Ouragahio/ Drame : Un corps sans vie et sans tête découvert dans une maison inachevée
Les populations de la paisible ville de Ouragahio, département de Gagnoa sont encore sous le choc après la découverte macabre d’un corps sans vie dans une maison inachevée. Un corps sans vie et sans tête a été découvert le jeudi 26 décembre 2024 à 19 heures, dans une maison inachevée situé au quartier Gbetro, juste après la gare de motos taxi de la commune.
Alors que la nuit tombait tout doucement sur la ville de Ouragahio, une découverte macabre, qui donne froid dans le dos, est venue troublée la quiétude des populations. Un jeune homme, dont l’identité n’a pas encore été établi, a été retrouvé mort avec la tête tranchée dans une maison inachevée, par le responsable de la confrérie des Dozo de Ouragahio.
Selon les informations en notre possession, effectuant une petite balade dans son quartier comme à l’accoutumée aux environs de 19h, le responsable de la confrérie des Dozos de Ouragahio fut attiré par une forte odeur qui s’échappait d’une maison inachevée.
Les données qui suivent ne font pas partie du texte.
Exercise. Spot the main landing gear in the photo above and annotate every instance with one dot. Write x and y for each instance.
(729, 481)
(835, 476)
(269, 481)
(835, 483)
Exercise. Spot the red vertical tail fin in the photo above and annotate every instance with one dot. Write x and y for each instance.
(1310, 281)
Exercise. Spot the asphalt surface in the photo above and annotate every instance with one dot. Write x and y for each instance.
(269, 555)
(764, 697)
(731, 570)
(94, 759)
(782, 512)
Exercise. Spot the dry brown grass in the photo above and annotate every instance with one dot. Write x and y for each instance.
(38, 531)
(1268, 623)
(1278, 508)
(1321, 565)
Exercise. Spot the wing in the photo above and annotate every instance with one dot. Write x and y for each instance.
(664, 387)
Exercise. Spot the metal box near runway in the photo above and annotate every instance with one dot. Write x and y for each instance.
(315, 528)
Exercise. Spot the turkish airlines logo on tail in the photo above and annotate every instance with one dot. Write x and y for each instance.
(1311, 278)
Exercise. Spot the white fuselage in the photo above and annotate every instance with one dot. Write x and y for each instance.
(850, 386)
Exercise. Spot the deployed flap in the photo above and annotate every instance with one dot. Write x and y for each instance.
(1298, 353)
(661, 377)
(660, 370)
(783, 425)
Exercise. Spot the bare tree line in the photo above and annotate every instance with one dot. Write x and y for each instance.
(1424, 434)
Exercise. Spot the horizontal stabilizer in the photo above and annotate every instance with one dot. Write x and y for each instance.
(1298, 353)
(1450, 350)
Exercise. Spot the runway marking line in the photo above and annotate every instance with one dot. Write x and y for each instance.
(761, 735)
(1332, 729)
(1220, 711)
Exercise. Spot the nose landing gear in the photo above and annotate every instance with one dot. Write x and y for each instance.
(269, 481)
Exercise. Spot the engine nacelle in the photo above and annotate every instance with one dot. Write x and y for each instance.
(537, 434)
Prudent, mais surtout ayant une forte envie de savoir davantage sur la provenance de cette forte odeur, ce dernier alerte au téléphone les autorités policières et médicales de la ville. Une fois sur les lieux, elles découvriront avec stupéfaction un corps sans vie, de sexe masculin, couché sur le ventre, la tête complètement tranchée et absente des lieux.
Vêtu d’un pantalon tissu noir et de deux tee-shirts, sur l’un desquels l’on pouvait lire Lycée moderne de M’batto, le corps de la victime se trouvait déjà en état de putréfaction au moment de la découverte. D’où sa forte odeur, ce qui a attiré l’attention du responsable de la confrérie des Dozo de Ouragahio.
Après analyse de la scène et une autopsie du corps pratiquée sur place afin de déterminer les causes du décès, le médecin chef, Dr Atchapo Seka Jean Marus du Centre de santé urbain de Ouragahio ( CSU ), a indiqué qu’il s’agirait d’un acte criminel qui daterait de trois, voire quatre jours. La dépouille a été enlevée par les pompes funèbres et placé dans le casier numéro 19 de la morgue communale.
Il faut noter que cette macabre découverte a provoqué une vague d’émotion dans la commune, où chaque parent d’enfants devrait être interpellé, afin de redoubler de vigilance. Une enquête a été ouverte par les autorités compétentes dans l’optique de faire la lumière sur cette affaire qui, plonge toute la commune dans une profonde anxiété, dans cette période de célébration des fêtes de fin d’année.